The School of Geography, Planning and Environmental Management was disestablished on 1 January, 2017.

Following a review, the school was merged with the School of Earth Sciences to create the new School of Earth and Environmental Sciences.

The School of Earth and Environmental Sciences website can be found at https://sees.uq.edu.au/

Guy Gibson was one of UQs earliest Planning program graduates, now he is helping to shape the profession
Guy Gibson was one of UQs earliest Planning program graduates, now he is helping to shape the profession

Guy Gibson was one of UQ’s earliest graduates of the Bachelor of Regional and Town Planning program (BRTP), now he is helping to shape the profession in Queensland.

Guy is on the board of ‘Urban Futures Brisbane’, established by the Brisbane City Council (BCC) to provide strategic advice on planning and implementing Brisbane’s development future.
 
He is also a member of BCC’s Infrastructure Council in addition to his main role as Lend Lease’s general manager for their communities business in Queensland.
 
 “My role at Lend Lease includes managing the trading projects to achieve their sales targets, overseeing planning approval processes and negotiations for infrastructure agreements for prospective projects, and reviewing new business opportunities.  All of this is done with a strong focus on the safety of our employees, contractors and the communities in which we operate, as well as the long-term sustainability of the communities that we create,” he said.
 
Guy has also previously held the positions of President of the Property Council of Australia (Queensland), and National Director of the Property Council of Australia. 
 
In recent years he has been dismayed at what he sees as a growing gap between planning and the development delivery process.

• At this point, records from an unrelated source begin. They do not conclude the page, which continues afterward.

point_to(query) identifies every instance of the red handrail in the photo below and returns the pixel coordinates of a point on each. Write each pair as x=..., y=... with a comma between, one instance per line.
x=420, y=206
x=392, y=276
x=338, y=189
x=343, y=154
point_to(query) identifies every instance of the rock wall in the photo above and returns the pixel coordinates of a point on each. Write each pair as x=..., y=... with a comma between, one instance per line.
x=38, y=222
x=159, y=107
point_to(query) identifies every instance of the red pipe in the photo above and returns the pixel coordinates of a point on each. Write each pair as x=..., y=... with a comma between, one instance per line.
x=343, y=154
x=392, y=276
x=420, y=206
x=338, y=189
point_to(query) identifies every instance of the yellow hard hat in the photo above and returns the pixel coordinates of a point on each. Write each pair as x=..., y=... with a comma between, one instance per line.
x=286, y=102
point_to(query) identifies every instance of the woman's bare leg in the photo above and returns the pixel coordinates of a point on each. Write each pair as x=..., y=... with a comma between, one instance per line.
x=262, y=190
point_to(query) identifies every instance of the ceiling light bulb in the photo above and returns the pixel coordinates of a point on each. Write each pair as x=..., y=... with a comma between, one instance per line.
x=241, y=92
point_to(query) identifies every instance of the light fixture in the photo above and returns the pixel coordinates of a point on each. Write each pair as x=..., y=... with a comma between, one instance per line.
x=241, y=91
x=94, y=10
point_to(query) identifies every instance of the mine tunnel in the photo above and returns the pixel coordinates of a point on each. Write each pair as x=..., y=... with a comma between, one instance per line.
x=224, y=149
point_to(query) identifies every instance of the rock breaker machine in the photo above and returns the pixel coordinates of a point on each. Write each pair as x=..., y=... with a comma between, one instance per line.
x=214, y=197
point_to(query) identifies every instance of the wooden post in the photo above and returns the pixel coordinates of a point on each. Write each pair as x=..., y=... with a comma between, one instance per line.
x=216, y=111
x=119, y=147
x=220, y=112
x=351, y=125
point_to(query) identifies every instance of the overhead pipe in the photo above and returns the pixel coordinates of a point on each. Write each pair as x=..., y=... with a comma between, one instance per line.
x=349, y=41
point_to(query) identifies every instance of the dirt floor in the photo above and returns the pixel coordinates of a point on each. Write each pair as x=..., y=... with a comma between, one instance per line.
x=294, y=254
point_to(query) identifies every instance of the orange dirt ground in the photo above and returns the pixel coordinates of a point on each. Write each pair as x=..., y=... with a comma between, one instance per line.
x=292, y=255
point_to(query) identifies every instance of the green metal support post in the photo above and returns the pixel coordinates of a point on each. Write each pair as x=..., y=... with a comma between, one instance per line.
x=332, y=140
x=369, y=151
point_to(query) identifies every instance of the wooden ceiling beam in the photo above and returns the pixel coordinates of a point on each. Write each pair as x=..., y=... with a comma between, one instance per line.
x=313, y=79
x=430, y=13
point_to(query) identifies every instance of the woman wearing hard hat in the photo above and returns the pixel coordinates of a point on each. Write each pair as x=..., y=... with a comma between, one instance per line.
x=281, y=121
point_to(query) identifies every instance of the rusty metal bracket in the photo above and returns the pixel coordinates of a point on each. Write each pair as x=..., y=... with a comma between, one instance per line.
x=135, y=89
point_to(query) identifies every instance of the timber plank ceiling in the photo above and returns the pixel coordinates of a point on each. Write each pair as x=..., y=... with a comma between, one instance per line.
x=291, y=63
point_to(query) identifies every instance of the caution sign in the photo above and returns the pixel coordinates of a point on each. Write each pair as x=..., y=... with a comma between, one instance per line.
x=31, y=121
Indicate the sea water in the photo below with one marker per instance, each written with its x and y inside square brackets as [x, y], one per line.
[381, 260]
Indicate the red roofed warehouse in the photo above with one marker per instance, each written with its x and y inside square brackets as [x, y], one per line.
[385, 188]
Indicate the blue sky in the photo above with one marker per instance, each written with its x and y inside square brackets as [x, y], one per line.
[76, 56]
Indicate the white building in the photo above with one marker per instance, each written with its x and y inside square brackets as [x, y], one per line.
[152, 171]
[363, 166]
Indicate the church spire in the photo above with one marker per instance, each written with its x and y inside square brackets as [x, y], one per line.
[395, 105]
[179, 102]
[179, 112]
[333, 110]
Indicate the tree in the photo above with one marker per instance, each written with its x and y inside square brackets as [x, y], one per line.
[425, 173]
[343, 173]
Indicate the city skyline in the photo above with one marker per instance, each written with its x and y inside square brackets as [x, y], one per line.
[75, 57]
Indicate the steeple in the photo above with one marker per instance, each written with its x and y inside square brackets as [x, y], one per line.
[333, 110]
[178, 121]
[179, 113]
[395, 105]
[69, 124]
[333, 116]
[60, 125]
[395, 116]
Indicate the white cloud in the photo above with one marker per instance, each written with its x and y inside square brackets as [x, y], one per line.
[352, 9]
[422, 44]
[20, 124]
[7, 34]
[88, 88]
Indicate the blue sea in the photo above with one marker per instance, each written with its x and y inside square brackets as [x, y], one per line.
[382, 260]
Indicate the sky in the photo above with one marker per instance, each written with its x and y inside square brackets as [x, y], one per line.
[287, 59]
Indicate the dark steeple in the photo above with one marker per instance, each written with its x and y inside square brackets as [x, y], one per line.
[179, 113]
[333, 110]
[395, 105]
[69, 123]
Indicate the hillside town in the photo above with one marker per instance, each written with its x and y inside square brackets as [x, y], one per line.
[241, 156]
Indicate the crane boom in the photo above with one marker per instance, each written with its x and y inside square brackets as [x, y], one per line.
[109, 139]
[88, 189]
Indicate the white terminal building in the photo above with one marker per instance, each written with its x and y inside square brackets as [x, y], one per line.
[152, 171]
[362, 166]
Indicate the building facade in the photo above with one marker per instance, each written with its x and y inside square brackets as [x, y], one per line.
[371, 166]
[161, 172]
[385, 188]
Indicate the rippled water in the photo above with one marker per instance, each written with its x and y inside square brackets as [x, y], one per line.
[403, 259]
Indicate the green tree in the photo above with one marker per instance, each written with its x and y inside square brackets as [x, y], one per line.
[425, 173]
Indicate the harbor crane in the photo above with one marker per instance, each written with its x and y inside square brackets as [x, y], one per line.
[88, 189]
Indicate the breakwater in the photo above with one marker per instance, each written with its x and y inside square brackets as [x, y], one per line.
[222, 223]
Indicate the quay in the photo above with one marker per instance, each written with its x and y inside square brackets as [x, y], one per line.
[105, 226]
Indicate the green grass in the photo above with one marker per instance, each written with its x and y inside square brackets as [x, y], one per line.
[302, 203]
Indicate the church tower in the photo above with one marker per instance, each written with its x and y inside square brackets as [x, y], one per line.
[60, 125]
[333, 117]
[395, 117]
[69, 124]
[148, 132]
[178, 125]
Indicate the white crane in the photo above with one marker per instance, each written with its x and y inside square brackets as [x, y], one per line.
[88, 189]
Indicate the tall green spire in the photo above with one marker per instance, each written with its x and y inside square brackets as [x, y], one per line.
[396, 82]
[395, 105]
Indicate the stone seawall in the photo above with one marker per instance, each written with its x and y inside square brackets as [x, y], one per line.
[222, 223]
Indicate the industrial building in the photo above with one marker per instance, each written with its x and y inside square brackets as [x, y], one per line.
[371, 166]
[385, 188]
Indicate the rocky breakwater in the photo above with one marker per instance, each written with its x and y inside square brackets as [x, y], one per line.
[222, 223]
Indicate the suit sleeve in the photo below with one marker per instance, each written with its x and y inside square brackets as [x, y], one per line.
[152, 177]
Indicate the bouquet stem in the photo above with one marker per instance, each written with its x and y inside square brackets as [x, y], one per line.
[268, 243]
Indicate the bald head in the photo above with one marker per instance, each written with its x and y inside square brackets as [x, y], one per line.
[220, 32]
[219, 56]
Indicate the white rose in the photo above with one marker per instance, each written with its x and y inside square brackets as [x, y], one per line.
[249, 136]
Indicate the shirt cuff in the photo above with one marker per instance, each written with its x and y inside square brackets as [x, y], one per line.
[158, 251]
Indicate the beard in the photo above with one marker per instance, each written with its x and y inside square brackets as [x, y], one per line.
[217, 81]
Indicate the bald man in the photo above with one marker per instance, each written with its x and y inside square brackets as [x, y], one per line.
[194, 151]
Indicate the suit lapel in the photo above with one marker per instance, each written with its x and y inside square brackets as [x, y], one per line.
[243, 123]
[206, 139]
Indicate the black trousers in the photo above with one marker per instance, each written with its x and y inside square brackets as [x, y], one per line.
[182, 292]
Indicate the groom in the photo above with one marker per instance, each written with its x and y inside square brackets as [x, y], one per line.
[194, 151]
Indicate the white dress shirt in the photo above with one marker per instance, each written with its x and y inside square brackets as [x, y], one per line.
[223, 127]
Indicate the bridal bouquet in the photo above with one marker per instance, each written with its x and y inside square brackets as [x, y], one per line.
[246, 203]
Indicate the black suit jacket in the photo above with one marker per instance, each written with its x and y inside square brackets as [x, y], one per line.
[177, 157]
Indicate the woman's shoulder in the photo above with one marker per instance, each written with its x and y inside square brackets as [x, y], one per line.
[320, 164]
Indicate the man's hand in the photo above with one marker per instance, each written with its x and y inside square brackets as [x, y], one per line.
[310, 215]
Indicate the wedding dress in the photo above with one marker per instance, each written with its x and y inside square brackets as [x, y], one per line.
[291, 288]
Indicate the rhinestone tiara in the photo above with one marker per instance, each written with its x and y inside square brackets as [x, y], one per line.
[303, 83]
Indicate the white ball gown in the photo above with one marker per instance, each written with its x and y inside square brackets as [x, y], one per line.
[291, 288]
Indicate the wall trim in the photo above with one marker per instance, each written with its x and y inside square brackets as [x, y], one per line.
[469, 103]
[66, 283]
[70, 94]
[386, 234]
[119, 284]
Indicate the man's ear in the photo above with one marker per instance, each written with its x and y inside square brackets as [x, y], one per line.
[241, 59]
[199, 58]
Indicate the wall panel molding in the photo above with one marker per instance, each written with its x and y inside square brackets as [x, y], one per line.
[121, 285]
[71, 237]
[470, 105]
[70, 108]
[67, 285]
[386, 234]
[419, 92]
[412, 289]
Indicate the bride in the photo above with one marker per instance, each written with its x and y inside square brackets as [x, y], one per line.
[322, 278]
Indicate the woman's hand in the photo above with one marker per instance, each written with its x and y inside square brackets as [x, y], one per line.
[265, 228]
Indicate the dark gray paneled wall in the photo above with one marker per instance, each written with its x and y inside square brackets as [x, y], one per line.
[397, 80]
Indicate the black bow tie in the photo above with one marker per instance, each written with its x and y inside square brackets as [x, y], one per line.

Guy believes this has resulted in a failure to create urban environments that meet functional and human needs.
 
“The challenge for town planners today is to maintain the delicate balance between public policy and systematic planning on the one hand and what are essentially organic and spontaneous processes of a market economy on the other,” he said. 
 
He sees a new path opening up for future graduates of the discipline.
 
“There is a huge opportunity for planning students to look at the potential of new media to communicate and consult better with local communities to provide clear guidance to development proponents and enable more efficient assessment of their proposals. This is something that the current practitioners of the profession are unfortunately neglecting”.
 
It was a love of Geography in high school that set Guy on the route to become an urban planner and his studies at UQ laid the foundations for his career.
 
“One of the features of the UQ program was the exposure that students received to other fields of study and lecturers from other departments: everything from surveying and soil science to sociology and law.  This was excellent preparation for a career featuring interaction with a wide variety of professionals from different backgrounds” he said.
 
“I would say that the late Phil Day was an inspirational head of department for much of the time I was at UQ.  He had had a distinguished career with the NSW Government and when he joined the staff of the UQ planning school had lately been Director of Town Planning with Brisbane City Council, a position I eventually held myself.  He was a wonderful teacher and mentor, with a grasp of what really mattered and how town planning and in particular, how town planning legislation and regulation, could assist in achieving better outcomes for people”.